By comparison, let’s look at PvE. In hardcore progression raiding, a raid group will make a schedule. And then they will recruit a few more people than they need to make sure that there are substitutes in case anyone has to miss a session.

That means some people will be signing up every week to not raid. We’ve been discussing on our raid forums this week how best to reward people for being substitutes. And unfortunately there’s no real reward that can possibly make it up to anyone for missing a first kill, or missing a load of badges/ experience in the raid when a new raid has just opened. The satisfaction of knowing that by doing nothing, you helped your raid, is not really very comforting when you’re fretting over being left behind.

And duly, raid guilds often have trouble with substitutes leaving for greener pastures if they don’t feel that the raiding rotation is fair.

PUGs never have this problem because they don’t run scheduled raids.

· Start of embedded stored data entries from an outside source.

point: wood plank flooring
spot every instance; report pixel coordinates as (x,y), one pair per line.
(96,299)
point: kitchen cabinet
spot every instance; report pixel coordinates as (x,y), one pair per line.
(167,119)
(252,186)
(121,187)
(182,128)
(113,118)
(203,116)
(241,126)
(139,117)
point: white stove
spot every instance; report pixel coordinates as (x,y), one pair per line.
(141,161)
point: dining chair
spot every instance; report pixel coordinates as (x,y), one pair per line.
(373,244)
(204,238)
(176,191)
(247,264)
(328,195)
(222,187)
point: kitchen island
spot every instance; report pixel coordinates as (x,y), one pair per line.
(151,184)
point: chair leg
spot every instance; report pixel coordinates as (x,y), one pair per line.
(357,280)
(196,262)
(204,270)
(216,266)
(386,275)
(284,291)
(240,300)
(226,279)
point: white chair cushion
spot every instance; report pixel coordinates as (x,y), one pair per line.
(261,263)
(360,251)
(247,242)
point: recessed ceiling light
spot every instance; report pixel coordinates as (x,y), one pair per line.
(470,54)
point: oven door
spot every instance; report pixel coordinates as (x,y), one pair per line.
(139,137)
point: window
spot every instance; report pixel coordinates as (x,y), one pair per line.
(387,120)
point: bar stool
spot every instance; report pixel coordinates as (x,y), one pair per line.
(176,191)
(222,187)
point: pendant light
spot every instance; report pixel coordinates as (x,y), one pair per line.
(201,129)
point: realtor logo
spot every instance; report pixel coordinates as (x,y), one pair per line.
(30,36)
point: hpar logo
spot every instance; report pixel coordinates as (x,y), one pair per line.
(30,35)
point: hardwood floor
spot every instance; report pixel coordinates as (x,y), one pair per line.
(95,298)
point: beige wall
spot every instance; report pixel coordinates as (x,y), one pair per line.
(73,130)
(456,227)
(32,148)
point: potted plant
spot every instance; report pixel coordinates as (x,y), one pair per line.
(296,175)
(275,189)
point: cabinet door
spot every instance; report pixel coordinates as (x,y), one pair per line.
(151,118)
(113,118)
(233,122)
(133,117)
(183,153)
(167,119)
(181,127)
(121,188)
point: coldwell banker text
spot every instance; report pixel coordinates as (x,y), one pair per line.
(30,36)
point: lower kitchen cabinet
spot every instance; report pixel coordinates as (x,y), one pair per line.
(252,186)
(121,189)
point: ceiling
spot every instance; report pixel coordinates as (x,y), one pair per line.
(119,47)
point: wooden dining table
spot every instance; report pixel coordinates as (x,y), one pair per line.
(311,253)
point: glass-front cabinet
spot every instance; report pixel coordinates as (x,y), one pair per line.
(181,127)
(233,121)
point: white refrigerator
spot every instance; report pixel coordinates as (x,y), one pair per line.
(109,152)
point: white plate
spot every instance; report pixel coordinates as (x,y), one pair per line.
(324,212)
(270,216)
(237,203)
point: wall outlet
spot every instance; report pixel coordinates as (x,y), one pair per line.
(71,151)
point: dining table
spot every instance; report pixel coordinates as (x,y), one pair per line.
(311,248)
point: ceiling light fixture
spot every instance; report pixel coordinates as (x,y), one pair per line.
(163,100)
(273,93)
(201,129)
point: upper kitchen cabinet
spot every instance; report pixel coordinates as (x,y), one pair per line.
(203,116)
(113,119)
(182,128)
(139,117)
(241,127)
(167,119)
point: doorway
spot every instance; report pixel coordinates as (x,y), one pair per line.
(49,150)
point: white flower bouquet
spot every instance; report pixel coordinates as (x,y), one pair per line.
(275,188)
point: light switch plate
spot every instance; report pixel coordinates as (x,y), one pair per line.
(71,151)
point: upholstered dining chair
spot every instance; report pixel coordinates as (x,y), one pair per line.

They just grab whoever is online, wants to go, has the right gear/spec, and has enough time. So PUGs guarantee raid fun (to some extent) and no one ever has to sit out.

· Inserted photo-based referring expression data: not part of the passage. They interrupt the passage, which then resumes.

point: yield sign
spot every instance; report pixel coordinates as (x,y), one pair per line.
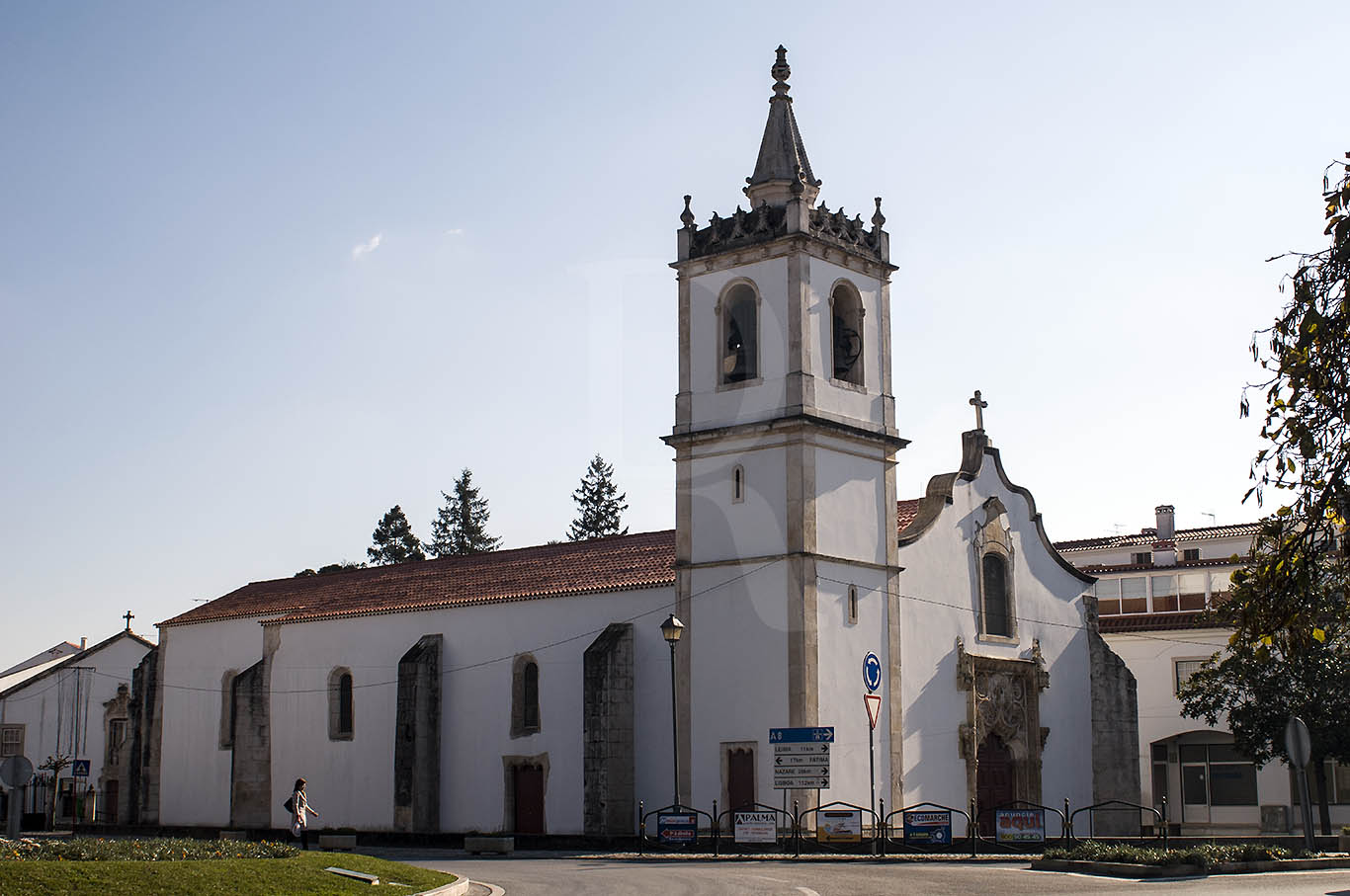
(874,707)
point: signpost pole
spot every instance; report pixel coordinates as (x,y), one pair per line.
(1298,745)
(15,808)
(1307,810)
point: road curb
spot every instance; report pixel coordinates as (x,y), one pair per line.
(1145,872)
(458,888)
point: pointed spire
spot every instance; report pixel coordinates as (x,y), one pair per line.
(782,170)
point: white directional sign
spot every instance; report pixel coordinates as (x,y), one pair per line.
(801,766)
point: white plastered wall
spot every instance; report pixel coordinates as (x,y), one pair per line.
(37,706)
(939,604)
(353,781)
(195,771)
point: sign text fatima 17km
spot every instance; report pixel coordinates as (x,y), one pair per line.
(801,757)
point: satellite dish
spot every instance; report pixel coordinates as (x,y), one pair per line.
(17,773)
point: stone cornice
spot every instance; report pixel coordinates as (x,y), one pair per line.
(782,246)
(793,421)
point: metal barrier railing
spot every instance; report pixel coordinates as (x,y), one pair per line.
(925,832)
(1120,806)
(678,829)
(841,815)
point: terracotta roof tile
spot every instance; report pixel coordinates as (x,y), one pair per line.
(906,511)
(1149,537)
(1157,622)
(644,560)
(1092,568)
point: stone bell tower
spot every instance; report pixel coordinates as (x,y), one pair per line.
(785,446)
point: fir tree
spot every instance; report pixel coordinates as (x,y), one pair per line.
(598,504)
(461,526)
(394,540)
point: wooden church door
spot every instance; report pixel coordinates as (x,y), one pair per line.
(740,777)
(528,781)
(994,780)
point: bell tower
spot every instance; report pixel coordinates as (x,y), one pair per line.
(785,447)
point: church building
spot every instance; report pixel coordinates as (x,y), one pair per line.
(531,690)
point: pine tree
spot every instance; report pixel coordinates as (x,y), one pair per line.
(394,540)
(598,504)
(461,526)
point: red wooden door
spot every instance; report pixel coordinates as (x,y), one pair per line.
(740,777)
(994,780)
(530,797)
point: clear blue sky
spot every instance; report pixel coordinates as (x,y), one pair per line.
(269,269)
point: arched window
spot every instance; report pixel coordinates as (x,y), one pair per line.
(847,332)
(740,335)
(995,587)
(340,708)
(227,708)
(524,711)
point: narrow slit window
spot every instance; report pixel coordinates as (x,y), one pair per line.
(996,618)
(342,707)
(531,689)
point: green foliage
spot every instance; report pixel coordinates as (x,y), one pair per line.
(1307,357)
(87,849)
(1205,855)
(1288,655)
(598,504)
(301,874)
(394,540)
(461,526)
(331,568)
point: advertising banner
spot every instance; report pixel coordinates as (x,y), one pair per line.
(928,829)
(1020,825)
(838,826)
(677,829)
(756,828)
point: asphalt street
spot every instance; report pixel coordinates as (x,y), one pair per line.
(609,876)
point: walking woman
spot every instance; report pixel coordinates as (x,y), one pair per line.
(299,811)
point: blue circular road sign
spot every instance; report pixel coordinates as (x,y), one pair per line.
(871,672)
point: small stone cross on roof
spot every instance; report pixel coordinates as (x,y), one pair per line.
(979,409)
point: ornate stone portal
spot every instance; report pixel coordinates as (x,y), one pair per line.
(1004,703)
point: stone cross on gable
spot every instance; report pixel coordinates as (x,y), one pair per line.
(979,409)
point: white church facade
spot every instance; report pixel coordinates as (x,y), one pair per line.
(531,690)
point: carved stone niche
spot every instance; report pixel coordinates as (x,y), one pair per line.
(1006,701)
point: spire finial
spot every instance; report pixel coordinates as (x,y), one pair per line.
(979,404)
(781,72)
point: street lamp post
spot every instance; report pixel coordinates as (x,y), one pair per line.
(671,629)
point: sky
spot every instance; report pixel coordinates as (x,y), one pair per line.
(268,270)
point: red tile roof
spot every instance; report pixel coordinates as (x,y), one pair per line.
(622,563)
(906,511)
(1157,622)
(1150,535)
(1094,568)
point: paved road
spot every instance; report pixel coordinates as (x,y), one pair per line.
(623,877)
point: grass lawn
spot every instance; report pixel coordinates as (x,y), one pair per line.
(299,876)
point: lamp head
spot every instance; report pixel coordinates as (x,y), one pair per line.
(671,629)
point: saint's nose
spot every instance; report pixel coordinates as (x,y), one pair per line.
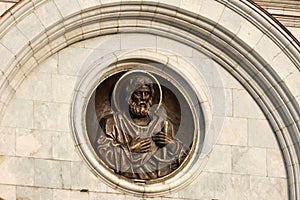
(144,95)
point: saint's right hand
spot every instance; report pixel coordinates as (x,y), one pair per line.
(140,146)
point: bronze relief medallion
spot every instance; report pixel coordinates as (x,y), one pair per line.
(140,125)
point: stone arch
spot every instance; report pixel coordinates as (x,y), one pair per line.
(260,72)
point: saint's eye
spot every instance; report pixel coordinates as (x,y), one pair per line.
(138,94)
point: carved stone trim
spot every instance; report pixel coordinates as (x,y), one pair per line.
(276,96)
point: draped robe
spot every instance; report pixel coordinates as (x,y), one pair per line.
(115,134)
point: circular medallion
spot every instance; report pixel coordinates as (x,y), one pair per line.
(139,126)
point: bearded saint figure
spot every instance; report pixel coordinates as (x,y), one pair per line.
(137,140)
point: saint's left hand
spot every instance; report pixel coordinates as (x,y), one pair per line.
(162,138)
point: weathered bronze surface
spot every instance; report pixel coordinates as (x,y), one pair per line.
(139,120)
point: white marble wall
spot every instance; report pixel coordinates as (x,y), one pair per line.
(38,158)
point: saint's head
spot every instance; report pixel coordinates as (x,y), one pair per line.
(137,94)
(141,101)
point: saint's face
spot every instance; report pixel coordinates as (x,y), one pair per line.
(141,101)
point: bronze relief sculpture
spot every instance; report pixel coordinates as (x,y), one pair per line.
(137,136)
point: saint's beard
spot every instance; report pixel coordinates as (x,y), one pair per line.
(140,110)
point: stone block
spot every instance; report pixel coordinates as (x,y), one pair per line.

So PvE/raid games require people to be bored because they must offer scheduled entertainment but need a fixed number of raiders of fixed roles. You have to be around, “just in case someone else has to drop.”

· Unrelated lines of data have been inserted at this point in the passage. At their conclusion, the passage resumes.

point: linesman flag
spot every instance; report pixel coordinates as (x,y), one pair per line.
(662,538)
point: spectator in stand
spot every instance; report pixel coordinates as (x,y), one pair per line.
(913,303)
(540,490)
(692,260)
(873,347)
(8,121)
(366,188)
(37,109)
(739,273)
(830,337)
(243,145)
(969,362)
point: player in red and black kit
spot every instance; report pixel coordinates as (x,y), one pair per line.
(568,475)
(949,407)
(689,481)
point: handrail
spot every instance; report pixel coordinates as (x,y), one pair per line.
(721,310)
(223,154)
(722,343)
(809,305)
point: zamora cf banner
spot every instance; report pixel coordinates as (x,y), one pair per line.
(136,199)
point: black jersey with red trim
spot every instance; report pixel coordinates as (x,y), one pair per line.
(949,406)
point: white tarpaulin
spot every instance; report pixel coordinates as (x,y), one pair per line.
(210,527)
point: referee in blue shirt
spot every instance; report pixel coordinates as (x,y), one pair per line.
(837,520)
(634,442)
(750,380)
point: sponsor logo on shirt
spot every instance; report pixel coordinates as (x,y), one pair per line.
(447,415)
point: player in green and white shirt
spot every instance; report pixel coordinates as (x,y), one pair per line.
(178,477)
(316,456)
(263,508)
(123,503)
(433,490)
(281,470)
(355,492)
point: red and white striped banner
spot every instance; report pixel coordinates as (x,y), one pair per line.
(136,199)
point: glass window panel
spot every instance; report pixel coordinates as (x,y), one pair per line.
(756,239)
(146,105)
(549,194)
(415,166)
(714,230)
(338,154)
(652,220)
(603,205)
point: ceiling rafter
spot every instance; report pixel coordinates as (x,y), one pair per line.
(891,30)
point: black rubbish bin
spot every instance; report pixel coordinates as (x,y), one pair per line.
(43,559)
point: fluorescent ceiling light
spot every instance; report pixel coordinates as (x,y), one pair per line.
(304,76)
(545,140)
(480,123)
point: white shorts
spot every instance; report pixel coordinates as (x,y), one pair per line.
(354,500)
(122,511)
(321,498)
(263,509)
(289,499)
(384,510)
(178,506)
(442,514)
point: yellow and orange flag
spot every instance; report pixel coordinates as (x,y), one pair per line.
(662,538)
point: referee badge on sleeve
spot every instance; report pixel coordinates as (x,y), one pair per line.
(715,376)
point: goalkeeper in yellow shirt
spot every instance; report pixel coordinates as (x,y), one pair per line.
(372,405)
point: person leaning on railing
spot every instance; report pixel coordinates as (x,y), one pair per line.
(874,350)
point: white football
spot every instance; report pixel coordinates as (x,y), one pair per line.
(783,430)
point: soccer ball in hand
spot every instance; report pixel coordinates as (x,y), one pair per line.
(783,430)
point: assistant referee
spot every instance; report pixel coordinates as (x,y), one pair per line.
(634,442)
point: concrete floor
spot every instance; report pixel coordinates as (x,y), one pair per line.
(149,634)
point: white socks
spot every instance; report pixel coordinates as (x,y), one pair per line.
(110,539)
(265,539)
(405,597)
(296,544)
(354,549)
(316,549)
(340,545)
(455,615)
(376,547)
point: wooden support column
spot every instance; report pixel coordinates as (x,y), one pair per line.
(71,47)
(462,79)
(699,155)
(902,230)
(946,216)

Either way, being a hardcore leader in both types of MMO requires that you persuade people that it is worth them logging in for hours of boredom in order to help the group. Is it surprising that many designers are pondering whether PUGs, open groups, or dynamic events are the way forwards?

We need bigger links!

  1. In a week where Blizzard announced their plans for upgrading Battle.net to support online Starcraft 2 play, RPS asks whether people really want to play online RTS. If you’re a casual player, do you want to be thrown in amongst the hardcore even if the vaunted ‘skill matching’ works as intended? Do you even see them as PvP games, or prefer your strategy to be player vs environment?
  2. Farmville sells its most expensive item, would you spend $42 on a ‘cheat code’?
  3. Would older gamers rather play together than die alone? wired.com asks whether shooters with the associated hyper-competitive online posturing are really a young man/woman’s game. (Note: this is why it could be a mistake for MMOs to drift to more shootery gameplay, do they not know the age of their demographic?)
  4. Tamarind@Righteous Orbs has an unfortunately named alt (but at least people will remember his name!)
  5. Tanking class comparisons? We got ‘em. Big Bear Butt Blogger has been playing both a paladin and druid tank lately and has written a couple of posts comparing them. Shintar has another angle on paladin vs druid tanking – I wonder if she’s more objective because neither is her main. Gameldar also writes about paladin tanking for warriors (ie. if you’re switching), but again he steers clear of actually making any value judgements.
  6. evizaer has been playing and writing about Global Agenda recently and in this post he explains why DPS Medics are a design failure. This will be a familiar argument to anyone who has ever played or whined about healers who don’t heal in PvP.
  7. Nerf the Cat plays through the Dragon Age DLCs, Warden’s Keep and Return to Ostagar.
  8. James Wallis proposes a new standard for distinguishing between games and … non-games (eg. software toys.)
  9. Locke Webster on the MTV blog looks at how Mass Effect changed the way he roleplays. (I have a longer post planned on this.)
  10. We like stories about good vs evil, but what is evil anyway? Jon Evans on the tor.com blog argues that every society has its own, changing notions of evil. And fantasy or futuristic societies even moreso. It’s an interesting thought for roleplayers.
  11. Syp explains why no one cares about Taris, referring to the latest SW:TOR infosnippet. I think the SW:TOR team should hire some cricket commentators, they have plenty of experience in filling airtime with chatter while raid stops play.
  12. And finally Mattel unveils … Computer Engineer Barbie. I’ve heard complaints that the laptop is Bismuth Pink but I think they miss the actual subversive nature of the new career — it shows that computer engineers can be girly too, and that’s the point.